I felt my heart clench painfully in my chest, anchoring me to reality. The disgusting metallic taste of blood filled my mouth, dripping down my throat. My skin was on fire. The smell around me was rotten and overpowering.

"Ugh," I coughed wetly, splattering it over my face. Oh my god, that _smell_… I grappled with my half-responsive hands, trying to make out some semblance of where I was. I couldn't feel the rain anymore. Had I lain unconscious for so long? My hands told me I was laying inside a few inches of some kind of viscous liquid. It was sticky. What the?

Suddenly, the stench became too much for me and I shot upwards much to my body's protest to vomit violently. Each heave made it feel like my heart was going to burst from my chest, Xenomorph style. It hurt so much, so deeply in my chest.

"God," I croaked between heaves. My voice was hoarse and entirely unrecognizable. At least the blood taste would come out. "What have I done—" Blood and bile interrupted my plea for help to someone I didn't believe existed. "—have I done to…deserve…this." My stomach gave a final pain-filled squeeze.

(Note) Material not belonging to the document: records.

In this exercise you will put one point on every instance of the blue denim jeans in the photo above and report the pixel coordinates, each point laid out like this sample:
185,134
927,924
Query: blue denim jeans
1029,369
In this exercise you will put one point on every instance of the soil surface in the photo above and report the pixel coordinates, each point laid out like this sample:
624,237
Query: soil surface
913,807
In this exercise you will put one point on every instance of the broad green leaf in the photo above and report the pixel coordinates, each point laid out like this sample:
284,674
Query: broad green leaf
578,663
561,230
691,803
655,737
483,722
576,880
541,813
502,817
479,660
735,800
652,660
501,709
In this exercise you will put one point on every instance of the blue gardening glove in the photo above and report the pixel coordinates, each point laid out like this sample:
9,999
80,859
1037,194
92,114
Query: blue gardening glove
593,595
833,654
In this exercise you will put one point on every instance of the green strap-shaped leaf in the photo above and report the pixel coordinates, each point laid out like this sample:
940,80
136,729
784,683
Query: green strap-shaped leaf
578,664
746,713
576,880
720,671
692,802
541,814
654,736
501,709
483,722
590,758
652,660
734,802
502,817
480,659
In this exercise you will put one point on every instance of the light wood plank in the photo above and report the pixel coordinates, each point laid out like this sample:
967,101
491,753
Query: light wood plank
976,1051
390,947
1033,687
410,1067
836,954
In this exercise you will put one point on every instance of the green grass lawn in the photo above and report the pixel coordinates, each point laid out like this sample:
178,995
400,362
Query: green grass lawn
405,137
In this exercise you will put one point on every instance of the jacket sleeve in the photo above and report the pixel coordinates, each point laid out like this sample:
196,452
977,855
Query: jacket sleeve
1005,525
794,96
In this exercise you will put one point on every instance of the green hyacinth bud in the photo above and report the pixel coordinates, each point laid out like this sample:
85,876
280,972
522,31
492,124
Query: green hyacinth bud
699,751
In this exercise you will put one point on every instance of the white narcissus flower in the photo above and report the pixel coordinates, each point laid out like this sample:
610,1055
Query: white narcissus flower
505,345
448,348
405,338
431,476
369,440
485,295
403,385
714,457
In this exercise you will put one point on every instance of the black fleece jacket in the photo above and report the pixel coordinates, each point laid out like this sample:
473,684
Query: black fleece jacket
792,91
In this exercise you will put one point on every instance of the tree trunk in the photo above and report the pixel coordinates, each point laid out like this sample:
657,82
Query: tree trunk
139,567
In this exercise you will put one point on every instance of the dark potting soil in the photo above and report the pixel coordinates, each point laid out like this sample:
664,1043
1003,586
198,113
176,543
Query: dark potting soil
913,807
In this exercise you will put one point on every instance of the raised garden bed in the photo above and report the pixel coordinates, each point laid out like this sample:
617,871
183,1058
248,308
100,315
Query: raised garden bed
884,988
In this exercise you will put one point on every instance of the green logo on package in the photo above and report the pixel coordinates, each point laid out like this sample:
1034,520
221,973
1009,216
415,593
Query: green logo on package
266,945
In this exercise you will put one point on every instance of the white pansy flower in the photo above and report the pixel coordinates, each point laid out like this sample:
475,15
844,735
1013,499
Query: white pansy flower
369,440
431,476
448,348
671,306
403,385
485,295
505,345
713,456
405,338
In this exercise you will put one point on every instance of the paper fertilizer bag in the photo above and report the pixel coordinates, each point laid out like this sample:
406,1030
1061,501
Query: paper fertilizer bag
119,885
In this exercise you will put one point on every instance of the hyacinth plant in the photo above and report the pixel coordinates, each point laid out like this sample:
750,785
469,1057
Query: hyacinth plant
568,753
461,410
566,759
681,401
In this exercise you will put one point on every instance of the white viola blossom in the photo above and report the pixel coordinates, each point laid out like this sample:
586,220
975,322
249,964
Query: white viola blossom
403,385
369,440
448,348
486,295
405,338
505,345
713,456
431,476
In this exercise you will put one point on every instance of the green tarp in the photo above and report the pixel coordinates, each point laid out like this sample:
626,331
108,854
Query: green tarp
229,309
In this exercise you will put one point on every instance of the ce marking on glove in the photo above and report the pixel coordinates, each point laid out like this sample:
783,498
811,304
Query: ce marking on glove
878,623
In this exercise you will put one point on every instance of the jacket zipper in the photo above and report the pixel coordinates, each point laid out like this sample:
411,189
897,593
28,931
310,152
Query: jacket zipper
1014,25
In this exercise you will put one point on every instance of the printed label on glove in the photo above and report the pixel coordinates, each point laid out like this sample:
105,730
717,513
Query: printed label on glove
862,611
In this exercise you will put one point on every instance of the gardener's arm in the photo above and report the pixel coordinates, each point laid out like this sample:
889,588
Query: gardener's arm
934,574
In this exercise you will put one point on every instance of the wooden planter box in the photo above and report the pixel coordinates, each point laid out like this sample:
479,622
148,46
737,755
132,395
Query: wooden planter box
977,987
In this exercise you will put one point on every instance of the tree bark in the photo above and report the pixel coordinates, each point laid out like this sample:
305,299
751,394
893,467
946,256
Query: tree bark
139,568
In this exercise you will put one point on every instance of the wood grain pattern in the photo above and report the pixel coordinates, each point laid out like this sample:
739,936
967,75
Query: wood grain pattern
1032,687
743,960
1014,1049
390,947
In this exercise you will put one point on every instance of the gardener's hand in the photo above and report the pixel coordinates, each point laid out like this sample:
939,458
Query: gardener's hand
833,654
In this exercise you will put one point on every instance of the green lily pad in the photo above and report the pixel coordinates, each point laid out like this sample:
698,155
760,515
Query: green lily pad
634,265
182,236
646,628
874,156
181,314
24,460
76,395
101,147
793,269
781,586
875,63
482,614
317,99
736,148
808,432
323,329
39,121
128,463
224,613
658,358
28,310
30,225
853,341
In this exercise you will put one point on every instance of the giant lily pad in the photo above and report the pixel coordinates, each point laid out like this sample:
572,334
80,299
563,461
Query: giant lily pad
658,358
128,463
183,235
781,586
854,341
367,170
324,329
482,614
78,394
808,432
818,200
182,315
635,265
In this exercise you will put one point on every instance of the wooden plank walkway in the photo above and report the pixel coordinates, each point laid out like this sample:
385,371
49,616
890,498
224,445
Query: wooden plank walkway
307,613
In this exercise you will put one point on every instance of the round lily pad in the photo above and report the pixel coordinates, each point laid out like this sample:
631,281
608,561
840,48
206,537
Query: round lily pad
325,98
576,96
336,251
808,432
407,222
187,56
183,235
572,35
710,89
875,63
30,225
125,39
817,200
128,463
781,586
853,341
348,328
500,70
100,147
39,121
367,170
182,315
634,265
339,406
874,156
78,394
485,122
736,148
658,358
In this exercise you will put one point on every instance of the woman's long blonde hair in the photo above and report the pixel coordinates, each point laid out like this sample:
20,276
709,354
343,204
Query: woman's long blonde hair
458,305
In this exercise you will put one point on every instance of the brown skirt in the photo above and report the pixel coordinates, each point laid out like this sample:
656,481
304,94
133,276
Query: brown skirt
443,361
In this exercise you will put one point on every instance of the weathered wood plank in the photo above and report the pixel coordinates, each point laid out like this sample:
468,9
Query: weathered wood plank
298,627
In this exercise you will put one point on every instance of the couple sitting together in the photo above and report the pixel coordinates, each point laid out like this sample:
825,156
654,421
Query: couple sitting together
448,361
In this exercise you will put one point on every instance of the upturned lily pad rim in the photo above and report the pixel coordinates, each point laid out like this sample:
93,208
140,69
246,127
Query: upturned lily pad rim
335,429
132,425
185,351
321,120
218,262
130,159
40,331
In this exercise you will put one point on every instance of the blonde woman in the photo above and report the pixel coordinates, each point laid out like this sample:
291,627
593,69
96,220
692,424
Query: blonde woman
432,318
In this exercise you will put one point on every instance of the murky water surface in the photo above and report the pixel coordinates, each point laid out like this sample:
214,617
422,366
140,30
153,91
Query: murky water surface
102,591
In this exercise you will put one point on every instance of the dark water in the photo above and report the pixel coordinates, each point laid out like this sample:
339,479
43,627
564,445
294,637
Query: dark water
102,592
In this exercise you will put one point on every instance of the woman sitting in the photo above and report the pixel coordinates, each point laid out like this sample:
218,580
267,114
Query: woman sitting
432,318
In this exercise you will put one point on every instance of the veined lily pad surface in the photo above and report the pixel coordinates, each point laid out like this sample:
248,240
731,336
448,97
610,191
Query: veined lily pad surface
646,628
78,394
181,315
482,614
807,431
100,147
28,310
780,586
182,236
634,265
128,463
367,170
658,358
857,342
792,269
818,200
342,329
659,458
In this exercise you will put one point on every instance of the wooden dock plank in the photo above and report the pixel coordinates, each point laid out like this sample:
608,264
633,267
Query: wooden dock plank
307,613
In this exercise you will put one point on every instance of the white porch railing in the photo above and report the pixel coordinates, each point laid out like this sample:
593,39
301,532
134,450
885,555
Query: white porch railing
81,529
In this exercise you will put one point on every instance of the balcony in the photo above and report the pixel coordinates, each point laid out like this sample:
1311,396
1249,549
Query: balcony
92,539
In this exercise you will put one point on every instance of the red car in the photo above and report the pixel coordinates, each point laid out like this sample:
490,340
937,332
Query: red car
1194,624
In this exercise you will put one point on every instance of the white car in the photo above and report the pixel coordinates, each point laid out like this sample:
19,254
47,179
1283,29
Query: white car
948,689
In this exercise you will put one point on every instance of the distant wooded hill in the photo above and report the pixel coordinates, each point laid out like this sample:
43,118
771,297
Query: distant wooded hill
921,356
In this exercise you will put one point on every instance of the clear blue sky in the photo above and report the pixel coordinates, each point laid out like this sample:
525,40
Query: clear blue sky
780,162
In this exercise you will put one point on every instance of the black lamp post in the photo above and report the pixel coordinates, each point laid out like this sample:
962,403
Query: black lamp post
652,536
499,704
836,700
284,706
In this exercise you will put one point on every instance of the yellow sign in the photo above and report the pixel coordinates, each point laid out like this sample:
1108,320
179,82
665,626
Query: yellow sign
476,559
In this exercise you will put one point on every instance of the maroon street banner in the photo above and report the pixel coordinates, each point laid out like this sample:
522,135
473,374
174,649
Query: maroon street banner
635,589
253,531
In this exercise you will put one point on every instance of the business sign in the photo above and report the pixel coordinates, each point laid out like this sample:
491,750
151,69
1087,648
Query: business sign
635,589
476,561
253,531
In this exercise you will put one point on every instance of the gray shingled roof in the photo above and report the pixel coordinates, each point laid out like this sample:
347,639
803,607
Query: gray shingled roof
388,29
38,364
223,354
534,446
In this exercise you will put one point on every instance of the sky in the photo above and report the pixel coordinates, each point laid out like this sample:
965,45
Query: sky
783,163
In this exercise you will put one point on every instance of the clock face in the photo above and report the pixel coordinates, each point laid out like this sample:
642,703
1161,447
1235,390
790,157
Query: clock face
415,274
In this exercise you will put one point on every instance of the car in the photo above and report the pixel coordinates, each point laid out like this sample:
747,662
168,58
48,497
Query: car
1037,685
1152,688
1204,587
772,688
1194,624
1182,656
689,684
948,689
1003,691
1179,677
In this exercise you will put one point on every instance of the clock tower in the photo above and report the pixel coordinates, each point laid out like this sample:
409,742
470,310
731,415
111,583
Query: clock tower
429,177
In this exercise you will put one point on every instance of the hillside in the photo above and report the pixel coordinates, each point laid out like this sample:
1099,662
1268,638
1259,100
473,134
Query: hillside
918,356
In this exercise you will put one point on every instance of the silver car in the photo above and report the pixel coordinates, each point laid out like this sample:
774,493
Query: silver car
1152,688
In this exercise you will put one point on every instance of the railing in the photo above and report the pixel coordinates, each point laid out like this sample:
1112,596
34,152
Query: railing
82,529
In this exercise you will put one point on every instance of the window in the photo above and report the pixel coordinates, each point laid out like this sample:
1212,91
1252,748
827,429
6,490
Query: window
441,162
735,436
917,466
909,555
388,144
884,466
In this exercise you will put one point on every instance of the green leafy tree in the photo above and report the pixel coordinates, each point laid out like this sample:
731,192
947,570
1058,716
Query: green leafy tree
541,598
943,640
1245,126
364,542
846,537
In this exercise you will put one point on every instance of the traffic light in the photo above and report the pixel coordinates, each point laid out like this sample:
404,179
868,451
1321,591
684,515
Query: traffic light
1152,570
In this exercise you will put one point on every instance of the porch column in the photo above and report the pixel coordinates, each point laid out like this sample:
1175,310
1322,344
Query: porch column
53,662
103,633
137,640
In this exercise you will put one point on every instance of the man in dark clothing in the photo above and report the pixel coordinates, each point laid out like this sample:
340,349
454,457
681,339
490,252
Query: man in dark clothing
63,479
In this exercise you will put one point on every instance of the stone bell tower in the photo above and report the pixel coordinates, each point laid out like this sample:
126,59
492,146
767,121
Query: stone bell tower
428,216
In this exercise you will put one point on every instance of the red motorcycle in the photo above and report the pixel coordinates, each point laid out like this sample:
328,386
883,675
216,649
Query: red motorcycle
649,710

It nearly knocked me back out.

"Fuck," I swore, leaning on my forearms in the thick putrid fluid to spit the remaining bile out of my mouth. I felt the ends of my hair – the few strands that were still clean – dip into it, coming away heavy and clumped together.

Wait. What? My hair isn't that long. I'm practically bald, I only have bangs!

Don't I?

I opened my eyes, finding it hard to focus. Everything was red. _I'm having some kind of stroke, aren't I? _I thought, dismayed. I got to live through being viciously electrocuted and now _this_? I must have been some kind of terrible serial killer in a past life.

The world began to clear and I realized with a start, that yes, everything was indeed red. It was all red because I was kneeling ankle-deep in a gigantic pool of _blood_. I tried to scream but my throat was too injured. It came out as more of a high-pitched hiss.

"Oh my god, oh my god," I panicked, each word producing the feeling of razors slashing the inside of my esophagus.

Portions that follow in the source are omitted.